Muslim pilgrims pray at the Grand mosque in Mecca during the annual haj pilgrimage November 11, 2010.
Muslim pilgrims pray at the Grand mosque in Mecca during the annual haj pilgrimage November 11, 2010. Reuters

The firebombing attacks that swept through Queens and western Long Island this past weekend came as a shock to many New Yorkers who were left floored by the attacker's brazen display of pure hate.

But these incidents are sadly all-too-familiar for many members of the city's minority religious communities, which have been plagued by periodic flare-ups of violence and vitriol ever since Sept. 11, 2001.

For most New Yorkers, their interaction with the city's large Muslim community begins and ends with quick commercial exchanges in Muslim-owned businesses and short conversations about weather in the city's taxi cabs (the New York Taxi Workers Alliance says that nearly 50 percent of city cabbies practice the Muslim faith.)

But my experiences with Islamic New York City goes slightly further, as I attended and wrote about a number of large- and small-scale activities and celebrations hosted by Queens mosques and Islamic groups between 2009 and 2011 as a reporter for the borough's TimesLedger Newspapers.

These experiences offered a unique glimpse into a strong, multi-faceted faith-community similar to any other in Queens, the most diverse county in the United States.

In September 2010, I attended an Eid al-Fitr celebration at the Jamaica Muslim Center along with 28,000 worshippers, during which Imam Abu Jafar Beg, one of America's most revered Muslim leaders, told of the importance of coming together in peace when someone attacks one of their fellow Muslims.

The speech, which fell on the holiest day of the Islamic calendar, came on the heels of another outburst of anti-Islamic fervor that emerged in the form of the debate over the Park51 Islamic Center planned for downtown Manhattan, a Florida pastor's plan to burn Qurans and the stabbing of a Jamaica taxi driver over his Islamic faith.

It was the latest in a long string of such events 9/11, and it brought familiar feelings of anger and pain to many Muslims trying to live normal lives in New York City.

But still Beg implored his fellow Muslims to swallow their anger and express love toward all people, even those who hate. His was a message that seeks to prove that the majority of Muslims do not fit into the stereotypes held by Islamaphobic extremists who seek to harm those who do not follow their belief systems.

I met repeatedly with members of Women for Afghan Women, a Fresh Meadows, Queens, group that advocates on behalf of the oppressed women of Afghanistan. In that capacity I bore witness to the great generosity and bravery of a people who've dedicated their lives to helping those who cannot help themselves.

And I spoke with pious taxi drivers who lay prayer mats out under an overpass at LaGuardia Airport and pray in the direction of Mecca, in keeping with their religious principles.

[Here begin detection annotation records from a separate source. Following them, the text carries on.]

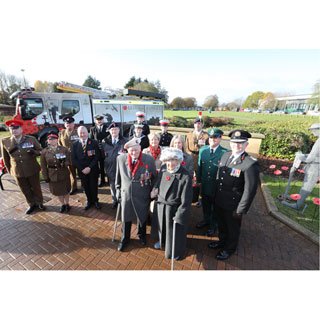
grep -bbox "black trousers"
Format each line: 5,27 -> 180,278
120,220 -> 147,243
78,169 -> 98,203
214,205 -> 241,253
98,155 -> 106,182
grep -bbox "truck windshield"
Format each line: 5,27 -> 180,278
20,98 -> 43,120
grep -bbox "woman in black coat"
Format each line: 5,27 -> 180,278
151,148 -> 192,260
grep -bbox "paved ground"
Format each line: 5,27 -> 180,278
0,174 -> 319,270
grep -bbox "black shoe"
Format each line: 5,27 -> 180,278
139,236 -> 147,246
206,229 -> 215,237
38,203 -> 47,210
196,221 -> 209,229
94,201 -> 102,210
216,250 -> 231,260
84,202 -> 91,210
118,242 -> 127,251
208,241 -> 223,249
25,205 -> 36,214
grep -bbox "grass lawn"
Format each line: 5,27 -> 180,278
263,175 -> 320,235
164,110 -> 319,125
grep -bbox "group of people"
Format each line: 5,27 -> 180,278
1,112 -> 259,260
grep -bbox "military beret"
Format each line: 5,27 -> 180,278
48,133 -> 58,140
208,128 -> 223,138
160,119 -> 170,126
229,130 -> 251,142
193,118 -> 202,123
108,122 -> 120,130
62,116 -> 74,123
136,111 -> 145,117
160,148 -> 183,162
5,119 -> 23,129
123,138 -> 141,149
94,114 -> 104,120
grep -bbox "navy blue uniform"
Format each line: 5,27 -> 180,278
71,138 -> 100,203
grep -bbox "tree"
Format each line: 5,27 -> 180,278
170,97 -> 184,108
242,91 -> 264,109
307,80 -> 320,108
203,94 -> 219,109
83,76 -> 101,90
183,97 -> 197,108
0,70 -> 29,104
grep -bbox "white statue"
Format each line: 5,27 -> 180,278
281,123 -> 320,210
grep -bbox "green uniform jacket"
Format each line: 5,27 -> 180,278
197,146 -> 228,196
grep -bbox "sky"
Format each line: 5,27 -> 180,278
3,49 -> 320,104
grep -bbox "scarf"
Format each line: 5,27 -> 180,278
149,145 -> 161,160
128,152 -> 142,178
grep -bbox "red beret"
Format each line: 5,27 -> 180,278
5,119 -> 23,127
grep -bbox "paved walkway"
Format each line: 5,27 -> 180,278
0,175 -> 319,270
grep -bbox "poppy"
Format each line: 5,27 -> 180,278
313,198 -> 320,205
290,193 -> 301,200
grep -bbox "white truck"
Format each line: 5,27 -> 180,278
11,82 -> 164,145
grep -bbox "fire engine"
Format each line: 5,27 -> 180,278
11,82 -> 164,146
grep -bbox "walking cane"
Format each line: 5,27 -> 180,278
112,200 -> 121,242
171,221 -> 177,271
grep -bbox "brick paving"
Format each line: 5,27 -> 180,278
0,174 -> 319,270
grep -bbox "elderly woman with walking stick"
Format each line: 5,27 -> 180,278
151,148 -> 192,260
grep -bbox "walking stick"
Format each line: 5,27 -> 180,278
171,221 -> 177,271
112,200 -> 121,242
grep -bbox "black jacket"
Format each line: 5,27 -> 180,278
213,151 -> 260,213
71,138 -> 100,171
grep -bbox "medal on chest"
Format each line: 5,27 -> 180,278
230,168 -> 241,178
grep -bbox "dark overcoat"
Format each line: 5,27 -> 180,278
154,166 -> 192,258
102,135 -> 128,181
116,153 -> 156,224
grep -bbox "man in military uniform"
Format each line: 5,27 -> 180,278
196,129 -> 227,237
102,122 -> 128,209
209,130 -> 259,260
159,120 -> 173,147
129,111 -> 150,139
116,138 -> 156,251
186,118 -> 209,172
1,120 -> 45,214
89,114 -> 110,187
71,126 -> 101,210
59,116 -> 79,195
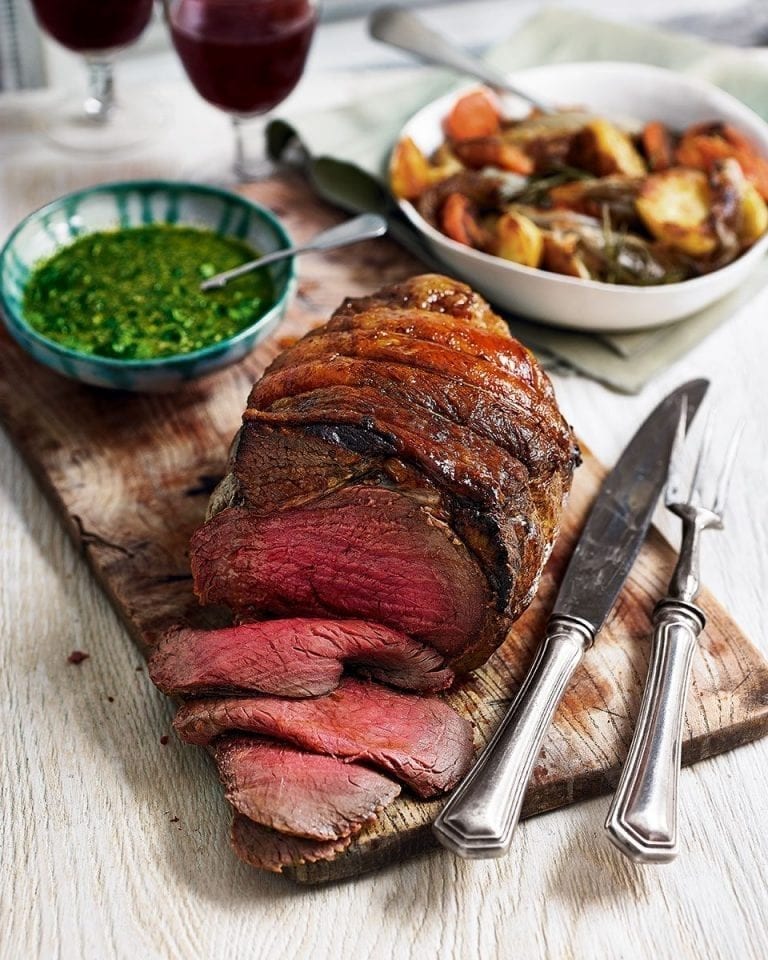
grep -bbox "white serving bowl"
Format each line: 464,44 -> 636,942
400,63 -> 768,331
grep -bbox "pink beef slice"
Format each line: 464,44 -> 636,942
174,678 -> 473,797
149,617 -> 453,697
214,737 -> 400,841
232,814 -> 352,873
191,484 -> 499,660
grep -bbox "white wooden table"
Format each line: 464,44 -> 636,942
0,0 -> 768,960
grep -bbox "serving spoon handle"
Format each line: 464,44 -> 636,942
368,4 -> 554,113
200,213 -> 387,291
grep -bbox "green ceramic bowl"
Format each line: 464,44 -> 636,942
0,180 -> 295,391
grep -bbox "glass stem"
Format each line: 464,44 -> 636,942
232,117 -> 273,183
84,55 -> 115,124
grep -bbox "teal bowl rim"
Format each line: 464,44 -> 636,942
0,179 -> 296,370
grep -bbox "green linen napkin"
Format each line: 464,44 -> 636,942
267,8 -> 768,393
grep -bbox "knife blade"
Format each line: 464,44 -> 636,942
432,380 -> 709,859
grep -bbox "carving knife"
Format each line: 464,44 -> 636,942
432,380 -> 709,859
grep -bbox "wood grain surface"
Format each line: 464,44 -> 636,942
0,178 -> 768,883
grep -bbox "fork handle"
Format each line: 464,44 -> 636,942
605,598 -> 706,863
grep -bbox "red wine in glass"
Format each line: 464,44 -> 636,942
32,0 -> 159,152
32,0 -> 153,53
166,0 -> 317,179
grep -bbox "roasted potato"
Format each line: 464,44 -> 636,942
636,167 -> 717,257
569,118 -> 647,177
389,137 -> 435,200
738,181 -> 768,247
641,120 -> 675,173
493,210 -> 544,267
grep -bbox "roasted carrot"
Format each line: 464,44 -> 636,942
641,120 -> 675,172
443,90 -> 501,140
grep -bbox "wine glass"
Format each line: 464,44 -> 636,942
31,0 -> 161,153
164,0 -> 317,181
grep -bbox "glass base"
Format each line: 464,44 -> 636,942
41,91 -> 168,156
233,156 -> 277,183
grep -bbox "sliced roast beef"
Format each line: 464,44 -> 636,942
232,813 -> 352,873
173,679 -> 472,797
214,737 -> 400,841
149,617 -> 453,703
191,484 -> 499,660
164,275 -> 578,870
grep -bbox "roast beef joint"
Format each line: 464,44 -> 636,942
150,275 -> 578,872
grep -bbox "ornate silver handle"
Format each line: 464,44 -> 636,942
432,617 -> 594,859
605,599 -> 705,863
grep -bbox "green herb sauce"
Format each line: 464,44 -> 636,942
24,224 -> 274,360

But Islam does have a dark side, as does Catholicism, Judaism and atheism, and I have experienced the ancient religion's faults firsthand as well. I have watched as a procession of city-raised Islamic extremists were charged with - and often pleaded guilty to - terrorism charges in federal courts in New York City.

I interviewed a slight Hindu woman whose Muslim husband forced her to convert to his religion, beat her, threatened to kill her, and converted her into his personal slave.

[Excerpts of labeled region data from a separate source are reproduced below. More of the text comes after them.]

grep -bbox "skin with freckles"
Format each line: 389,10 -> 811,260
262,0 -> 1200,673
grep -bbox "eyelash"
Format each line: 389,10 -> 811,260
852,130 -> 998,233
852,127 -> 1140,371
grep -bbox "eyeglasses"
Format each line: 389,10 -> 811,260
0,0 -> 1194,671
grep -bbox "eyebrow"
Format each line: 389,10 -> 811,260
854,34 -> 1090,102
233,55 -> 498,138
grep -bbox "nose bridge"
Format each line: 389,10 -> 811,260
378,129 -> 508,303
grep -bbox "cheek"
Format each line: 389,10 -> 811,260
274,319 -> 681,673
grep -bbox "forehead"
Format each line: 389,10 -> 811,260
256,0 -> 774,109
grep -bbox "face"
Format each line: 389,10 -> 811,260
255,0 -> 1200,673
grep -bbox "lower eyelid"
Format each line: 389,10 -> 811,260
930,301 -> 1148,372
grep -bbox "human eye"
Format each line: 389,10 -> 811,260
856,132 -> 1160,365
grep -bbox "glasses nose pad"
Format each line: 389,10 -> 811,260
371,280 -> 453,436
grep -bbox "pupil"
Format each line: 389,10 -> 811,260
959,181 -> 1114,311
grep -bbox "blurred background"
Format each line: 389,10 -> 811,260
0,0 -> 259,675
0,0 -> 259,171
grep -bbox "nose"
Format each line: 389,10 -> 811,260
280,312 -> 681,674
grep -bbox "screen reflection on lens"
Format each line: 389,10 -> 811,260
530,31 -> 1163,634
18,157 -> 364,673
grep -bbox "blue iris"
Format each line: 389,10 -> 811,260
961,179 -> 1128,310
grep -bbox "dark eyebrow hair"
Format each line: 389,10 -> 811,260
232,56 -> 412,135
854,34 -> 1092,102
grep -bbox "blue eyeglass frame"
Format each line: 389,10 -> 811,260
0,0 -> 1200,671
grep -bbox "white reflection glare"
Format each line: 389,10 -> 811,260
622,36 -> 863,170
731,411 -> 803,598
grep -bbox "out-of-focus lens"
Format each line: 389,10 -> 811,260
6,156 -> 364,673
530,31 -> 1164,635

These are the tales that get the news coverage, and these are the ones that people who trend toward bigotry tend to remember, and that they blame for leading them to commit savage acts such as the bombings that rocked Queens this past weekend.

One of the weekend's Molotov cocktail attacks was aimed at the packed Al-Khoei Islamic Center in Jamaica, Queens, a second was directed toward the Jamaica home of 62-year-old Hindu priest Ramesh Maharaj, and another targeted a bodega owned by Muslim Yemeni immigrant, according to the New York Times.

These attempted bombing of Maharaj's house suggests a mindset that has driven these types of crimes in the past was at play once again. The bomber, whoever he is, seems to be filled with anger toward Muslims, but his indiscriminate attacks reveal that he is too ignorant to even know who it is he claims to despise.

This is no new phenomenon, though the Hindu community is not the most common one mistakenly targeted by Islamaphobes. Instead, bigoted Queens criminals have a sad track record of assailants attacking Sikhs, who they mistake for Muslims because they both wear headscarves.

Though it has emerged that Ray Lazier Lengend, the 40-year-old Queens man who says he carried out these atrocious attacks - which luckily harmed no one - was likely not motivated by hatred or bigotry, New Yorkers should still take a second to reflect on how much damage can be done on behalf of such ignorance.

After all, blind allegiance to a bankrupt ideology is what brought us 9/11, the Iraq War and most every other atrocity that has come to pass in the world. We should each take the chance every day to work to ensure it doesn't happen again.